Number of shares not diluted?

Change in Shares Outstanding is an important indicator in the Piotroski Score and it checks if the company did a share buyback or issued new shares.

Historical outstanding shares of Avery Dennison (AVY)

Between 2022 and 2023, Avery Dennison's outstanding shares have decreased from 81,600,000 to 80,700,000, giving a positive indication. This reduction signifies a 1.11% decrease, suggesting a stock buyback which indicates the company's strong confidence in its future earnings and performance. Historically, Avery Dennison has shown fluctuations in its outstanding shares over the past two decades, peaking at 106,800,000 shares in 2009 and reducing steadily since then. This continuing trend of share buybacks is generally seen as a positive sign by investors and contributes to increasing shareholder value.

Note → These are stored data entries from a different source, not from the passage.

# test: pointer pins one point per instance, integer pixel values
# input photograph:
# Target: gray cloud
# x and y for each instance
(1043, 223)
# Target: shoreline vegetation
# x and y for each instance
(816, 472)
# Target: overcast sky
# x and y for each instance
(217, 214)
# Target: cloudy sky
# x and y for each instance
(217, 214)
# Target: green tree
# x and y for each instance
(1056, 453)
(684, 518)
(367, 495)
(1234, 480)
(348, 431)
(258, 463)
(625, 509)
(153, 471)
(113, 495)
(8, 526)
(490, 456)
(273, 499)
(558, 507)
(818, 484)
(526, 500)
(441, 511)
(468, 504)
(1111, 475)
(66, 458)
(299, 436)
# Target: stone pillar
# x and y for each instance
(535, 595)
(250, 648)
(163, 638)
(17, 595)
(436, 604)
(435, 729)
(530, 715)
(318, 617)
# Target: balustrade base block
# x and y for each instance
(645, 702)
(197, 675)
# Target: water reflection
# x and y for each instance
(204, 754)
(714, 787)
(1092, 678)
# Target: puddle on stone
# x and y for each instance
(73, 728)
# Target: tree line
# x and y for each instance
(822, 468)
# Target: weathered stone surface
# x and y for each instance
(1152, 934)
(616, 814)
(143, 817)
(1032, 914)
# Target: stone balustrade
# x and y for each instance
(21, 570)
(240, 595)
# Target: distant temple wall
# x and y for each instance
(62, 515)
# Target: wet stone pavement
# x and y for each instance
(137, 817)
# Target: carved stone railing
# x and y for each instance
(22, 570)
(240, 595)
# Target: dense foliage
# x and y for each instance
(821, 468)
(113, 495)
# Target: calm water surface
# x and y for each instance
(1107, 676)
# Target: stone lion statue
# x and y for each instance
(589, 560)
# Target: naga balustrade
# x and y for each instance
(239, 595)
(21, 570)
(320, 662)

Operating of Avery Dennison (AVY)

Cross Margin is growing?

The change in gross margin evaluates the difference in a company's gross profit as a percentage of revenue between two periods. It's crucial as it indicates a company's production efficiency and pricing strategy.

Historical gross margin of Avery Dennison (AVY)

The gross margin for Avery Dennison (AVY) has increased from 0.2660 in 2022 to 0.2723 in 2023. This is a positive trend, signaling an improvement in operational efficiency or cost management. This uptick translates to a score of 1 point according to the Piotroski analysis. However, when comparing to the industry median, Avery Dennison's gross margin remains below the industry median of 0.3264 in 2023. Over the last 20 years, the company has consistently had a lower gross margin compared to the industry median, indicating potential competitive disadvantages or higher production costs in relation to peers. This is a good resolution for the specific criterion but warrants careful observation against industry standards.

Asset Turnover Ratio is growing?

Asset Turnover measures a company's efficiency at using its assets to generate revenue. It's calculated by dividing sales by total assets.

Historical asset turnover ratio of Avery Dennison (AVY)

In 2023, Avery Dennison (AVY) reported an Asset Turnover of 1.0352, down from 1.1354 in 2022. This 8.83% decrease indicates reduced efficiency in asset utilization. Historically, AVY’s Asset Turnover ranged from 1.2278 (2003) to 1.4271 (2016), showing fluctuations. The decline seen in 2023 marks a low point in 20 years, suggesting potential operational challenges. Consequently, for the Piotroski score, this criterion receives a 0.